森永乳業の「工場見学」こだわりが詰まった内部。60年代の工場見学実施初期の貴重な写真も
ラインに流れてくるドリンクヨーグルトは、既定の重さに満たないと、ラインからはじかれる。ラインからはじかれた製品はくるくると回っている。 包装前のドリンクヨーグルトがコンベア上に一列で並んでいる様子は、子どもの運動会を見守っているような気持ちになる。ちなみに後工程がつまったり、何かトラブルが起きると、ここで大渋滞が発生することもある(筆者はまだ見たことはない)。 工場見学が終わると、最後はおまちかねの試飲タイム。時期によって異なるが、この日はドリンクヨーグルトを1本もらった。さらに製造工程の説明や、レシピなどが掲載されているノートと、ナップサックの嬉しいお土産付きだ。
ちなみに、同じく工場見学を実施している神戸工場(兵庫県)では、数多くの牛の模型があり、牧場にいるような気分が味わえる。 遊び心があり、楽しく学べる森永乳業の工場見学だが、その歴史は長い。1937年に操業を開始し、1969年に増築リニューアルした京都工場(現在は閉鎖)は、このタイミングで全面ガラス張りのオープン式工場へと姿を変えた。 厳密にはいまの工場見学とは異なるが、この当時には珍しく、外から牛乳の製造ラインを見ることができた。散歩がてら牛乳の製造ラインが見れるということで、多くの通行人も見学に来るなど、話題になったようだ。

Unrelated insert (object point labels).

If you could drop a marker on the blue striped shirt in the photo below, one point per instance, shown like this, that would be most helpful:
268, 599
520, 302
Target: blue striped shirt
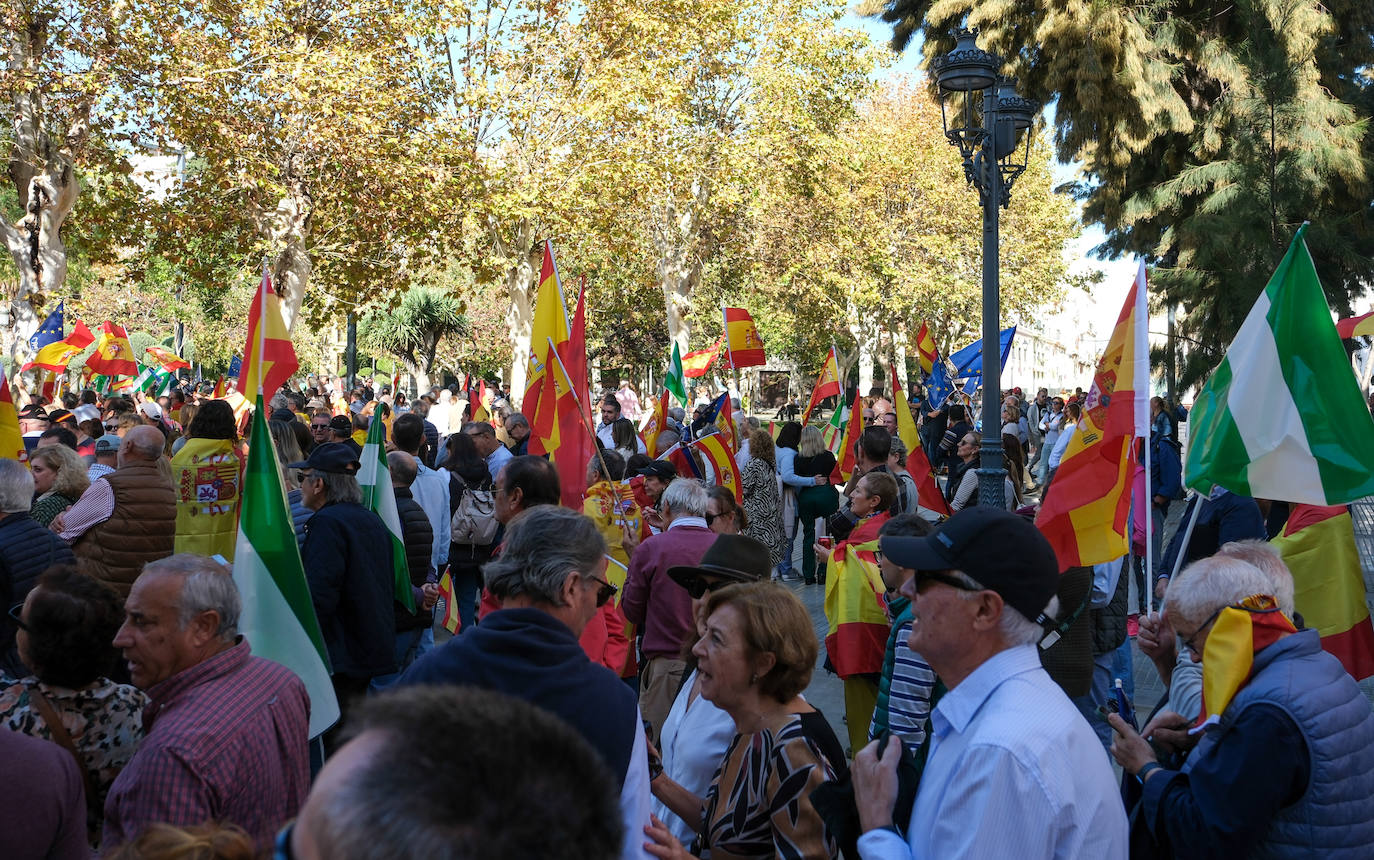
1014, 771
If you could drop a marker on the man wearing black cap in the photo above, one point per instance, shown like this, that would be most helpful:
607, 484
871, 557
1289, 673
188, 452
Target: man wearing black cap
1014, 770
348, 565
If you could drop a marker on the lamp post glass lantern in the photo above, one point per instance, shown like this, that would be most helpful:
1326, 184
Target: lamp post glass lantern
987, 140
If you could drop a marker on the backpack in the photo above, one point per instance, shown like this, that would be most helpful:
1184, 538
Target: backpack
474, 518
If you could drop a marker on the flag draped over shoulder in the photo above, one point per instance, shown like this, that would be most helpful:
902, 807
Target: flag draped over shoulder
744, 346
268, 355
378, 496
1086, 511
113, 356
1318, 546
1282, 416
918, 465
278, 617
856, 636
827, 385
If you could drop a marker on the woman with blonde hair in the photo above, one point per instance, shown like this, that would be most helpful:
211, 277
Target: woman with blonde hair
59, 477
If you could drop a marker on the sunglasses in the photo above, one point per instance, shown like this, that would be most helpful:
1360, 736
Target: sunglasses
605, 592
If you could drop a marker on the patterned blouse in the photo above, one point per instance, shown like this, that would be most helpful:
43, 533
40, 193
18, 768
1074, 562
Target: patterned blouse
103, 719
759, 802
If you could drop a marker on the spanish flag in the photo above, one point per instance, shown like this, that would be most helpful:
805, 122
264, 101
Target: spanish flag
268, 355
918, 465
827, 385
926, 352
744, 346
113, 356
1086, 510
1318, 546
717, 452
697, 363
550, 327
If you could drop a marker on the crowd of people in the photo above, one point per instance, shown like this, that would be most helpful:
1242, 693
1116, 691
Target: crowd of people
629, 679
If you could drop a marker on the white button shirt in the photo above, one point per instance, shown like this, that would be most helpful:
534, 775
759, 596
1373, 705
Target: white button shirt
1014, 771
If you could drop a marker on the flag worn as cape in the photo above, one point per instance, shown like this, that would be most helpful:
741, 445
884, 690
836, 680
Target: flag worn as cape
1086, 514
1282, 416
827, 385
278, 617
1318, 546
378, 496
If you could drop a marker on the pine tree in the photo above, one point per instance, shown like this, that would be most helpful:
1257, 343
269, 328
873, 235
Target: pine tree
1208, 132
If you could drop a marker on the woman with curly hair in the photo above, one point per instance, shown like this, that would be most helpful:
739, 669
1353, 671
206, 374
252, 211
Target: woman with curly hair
59, 477
66, 632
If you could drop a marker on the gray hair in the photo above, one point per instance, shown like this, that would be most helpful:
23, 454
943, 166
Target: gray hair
543, 546
15, 488
1266, 558
1014, 627
686, 498
340, 488
206, 585
1212, 583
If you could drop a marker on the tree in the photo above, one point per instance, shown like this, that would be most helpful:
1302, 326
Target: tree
1207, 135
412, 330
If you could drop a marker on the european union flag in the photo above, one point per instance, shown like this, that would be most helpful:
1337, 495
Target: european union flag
50, 331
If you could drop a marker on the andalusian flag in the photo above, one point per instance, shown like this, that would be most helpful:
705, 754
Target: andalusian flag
827, 385
676, 381
1086, 514
11, 441
57, 355
268, 355
1282, 416
278, 617
378, 496
744, 346
697, 363
918, 465
550, 324
113, 356
1318, 546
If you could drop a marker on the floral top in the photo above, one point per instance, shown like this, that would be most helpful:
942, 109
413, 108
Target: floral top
103, 719
759, 804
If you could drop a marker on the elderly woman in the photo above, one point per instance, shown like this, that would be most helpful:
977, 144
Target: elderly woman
66, 627
1290, 727
753, 661
59, 477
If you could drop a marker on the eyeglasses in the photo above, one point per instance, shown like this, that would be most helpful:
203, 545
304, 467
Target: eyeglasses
1187, 643
605, 592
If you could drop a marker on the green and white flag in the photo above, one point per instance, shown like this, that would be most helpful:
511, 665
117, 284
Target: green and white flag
1282, 416
378, 496
676, 381
278, 617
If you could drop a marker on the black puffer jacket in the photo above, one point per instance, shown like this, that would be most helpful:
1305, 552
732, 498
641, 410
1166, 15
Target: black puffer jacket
26, 550
419, 539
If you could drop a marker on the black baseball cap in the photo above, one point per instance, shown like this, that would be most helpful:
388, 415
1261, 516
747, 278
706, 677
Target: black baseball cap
334, 458
658, 469
998, 548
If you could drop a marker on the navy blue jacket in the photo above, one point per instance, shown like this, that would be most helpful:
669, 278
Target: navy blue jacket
532, 655
348, 565
26, 550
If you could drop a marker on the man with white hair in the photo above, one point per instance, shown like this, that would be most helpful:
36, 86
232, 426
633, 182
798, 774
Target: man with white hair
1013, 770
226, 731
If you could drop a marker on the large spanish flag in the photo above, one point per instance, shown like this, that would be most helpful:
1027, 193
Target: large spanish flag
550, 326
268, 355
1318, 546
827, 385
1086, 510
918, 465
744, 346
113, 356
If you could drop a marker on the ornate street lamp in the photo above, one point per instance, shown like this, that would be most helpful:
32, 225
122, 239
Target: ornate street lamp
987, 140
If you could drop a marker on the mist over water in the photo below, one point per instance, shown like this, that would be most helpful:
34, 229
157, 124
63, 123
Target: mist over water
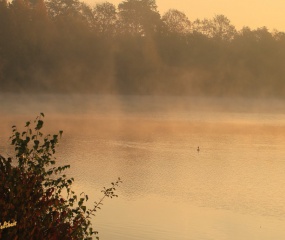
231, 189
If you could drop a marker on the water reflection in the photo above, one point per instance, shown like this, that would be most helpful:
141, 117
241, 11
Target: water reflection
232, 189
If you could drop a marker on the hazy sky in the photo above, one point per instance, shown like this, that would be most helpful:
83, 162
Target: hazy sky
252, 13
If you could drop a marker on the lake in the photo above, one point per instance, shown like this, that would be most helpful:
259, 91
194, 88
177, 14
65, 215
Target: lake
233, 188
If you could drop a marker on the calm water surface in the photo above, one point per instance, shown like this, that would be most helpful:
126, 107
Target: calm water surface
233, 188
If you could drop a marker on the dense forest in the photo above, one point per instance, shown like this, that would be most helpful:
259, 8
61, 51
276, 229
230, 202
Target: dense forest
69, 46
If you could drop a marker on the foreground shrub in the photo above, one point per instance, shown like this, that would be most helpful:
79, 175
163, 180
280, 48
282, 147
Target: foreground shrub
36, 199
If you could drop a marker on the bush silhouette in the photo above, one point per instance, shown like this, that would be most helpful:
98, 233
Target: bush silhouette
36, 199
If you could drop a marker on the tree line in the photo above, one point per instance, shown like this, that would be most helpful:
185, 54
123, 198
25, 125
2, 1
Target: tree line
69, 46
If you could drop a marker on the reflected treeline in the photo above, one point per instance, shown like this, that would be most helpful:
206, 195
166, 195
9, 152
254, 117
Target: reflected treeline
66, 45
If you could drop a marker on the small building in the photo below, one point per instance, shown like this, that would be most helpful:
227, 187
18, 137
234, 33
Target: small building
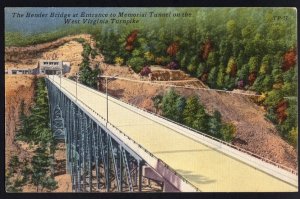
48, 67
53, 67
18, 71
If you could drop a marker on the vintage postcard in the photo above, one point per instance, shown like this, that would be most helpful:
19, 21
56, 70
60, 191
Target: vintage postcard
154, 99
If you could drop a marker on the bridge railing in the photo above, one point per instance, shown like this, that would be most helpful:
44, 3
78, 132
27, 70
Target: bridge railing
199, 132
140, 146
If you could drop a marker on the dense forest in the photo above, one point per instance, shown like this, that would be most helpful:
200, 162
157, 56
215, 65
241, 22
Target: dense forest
230, 48
34, 129
190, 112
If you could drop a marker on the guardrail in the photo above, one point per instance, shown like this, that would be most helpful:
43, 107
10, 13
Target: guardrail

1960年代には東京多摩工場で、はじめてガイドを伴う工場見学を開始。最初に訪れたのはニュージーランド人という記録が残っているのは驚きだ。 また沖縄森永乳業の工場見学では、地域の違いを感じることができる。筆者のメモによると、2008年から見学を開始した沖縄森永乳業では、一般的な牛乳が1000mlであるのに対し、沖縄では946mlとのことだ。戦後アメリカの統治下だった沖縄。アメリカ製の充填機が1/4ガロンだったことから、沖縄の工場にはその名残が残っているらしい。

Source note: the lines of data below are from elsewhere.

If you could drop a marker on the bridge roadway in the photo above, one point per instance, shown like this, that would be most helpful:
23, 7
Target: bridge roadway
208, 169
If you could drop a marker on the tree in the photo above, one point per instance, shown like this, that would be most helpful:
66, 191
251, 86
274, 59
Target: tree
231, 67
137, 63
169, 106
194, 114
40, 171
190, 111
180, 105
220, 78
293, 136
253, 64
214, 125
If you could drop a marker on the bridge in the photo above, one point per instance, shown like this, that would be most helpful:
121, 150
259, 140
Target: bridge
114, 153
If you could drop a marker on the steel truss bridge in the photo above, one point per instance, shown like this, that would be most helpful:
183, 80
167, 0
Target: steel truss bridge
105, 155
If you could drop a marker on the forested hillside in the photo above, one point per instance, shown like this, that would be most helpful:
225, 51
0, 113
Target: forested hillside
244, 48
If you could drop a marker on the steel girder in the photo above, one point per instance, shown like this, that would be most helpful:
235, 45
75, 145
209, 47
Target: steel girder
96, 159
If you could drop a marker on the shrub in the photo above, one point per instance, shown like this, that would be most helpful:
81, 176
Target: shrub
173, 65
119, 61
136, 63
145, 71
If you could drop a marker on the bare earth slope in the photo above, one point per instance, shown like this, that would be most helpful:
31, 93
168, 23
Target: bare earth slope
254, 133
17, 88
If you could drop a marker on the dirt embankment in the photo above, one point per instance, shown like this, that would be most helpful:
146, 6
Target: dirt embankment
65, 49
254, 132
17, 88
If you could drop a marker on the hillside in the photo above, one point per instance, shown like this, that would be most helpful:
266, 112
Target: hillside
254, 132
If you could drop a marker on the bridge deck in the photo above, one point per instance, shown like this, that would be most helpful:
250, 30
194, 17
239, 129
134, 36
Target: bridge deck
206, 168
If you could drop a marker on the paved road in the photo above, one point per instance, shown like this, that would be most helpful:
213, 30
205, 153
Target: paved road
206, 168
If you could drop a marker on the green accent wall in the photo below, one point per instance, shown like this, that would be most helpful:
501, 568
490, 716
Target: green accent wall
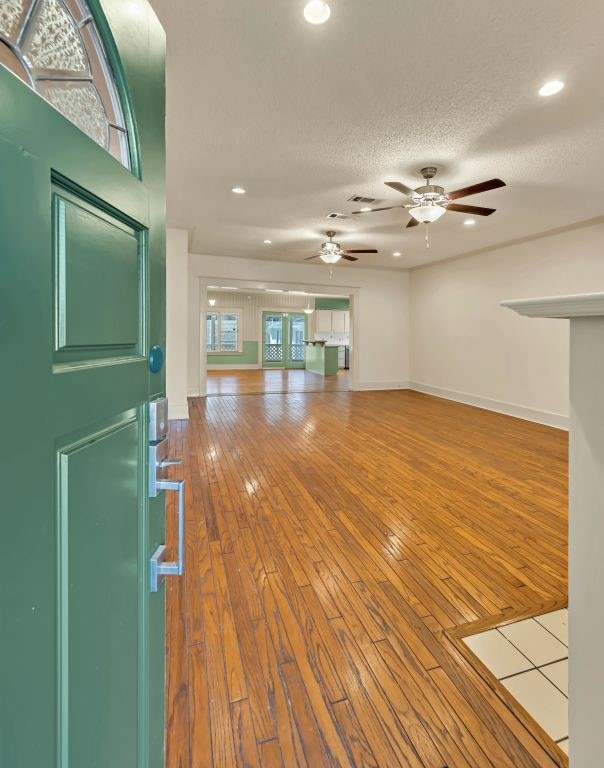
322, 359
332, 303
249, 356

現在は新型コロナウイルスをきっかけに工場見学の見直しを実施。施設の老朽化や場内の導線を加味したうえで、東の主力工場の1つである利根工場、西の主力工場である神戸工場の2カ所に絞られている。なお沖縄森永乳業(現在見学は休止中)では、見学再開に向けて動いているそうだ。 コロナ明けの工場見学再開にあたってサスティナビリティ本部コーポレートコミュニケーション部SCグループアシスタントマネージャーの石原沙紀さんは、食品工場に限らず数多くの見学施設を巡って情報収集をした。そこで実際に得た知見は、先にも述べたエムズルームでの「参加者が触って体験できる展示」やお客様とのコミュニケーションを重視する見学などに生かされている。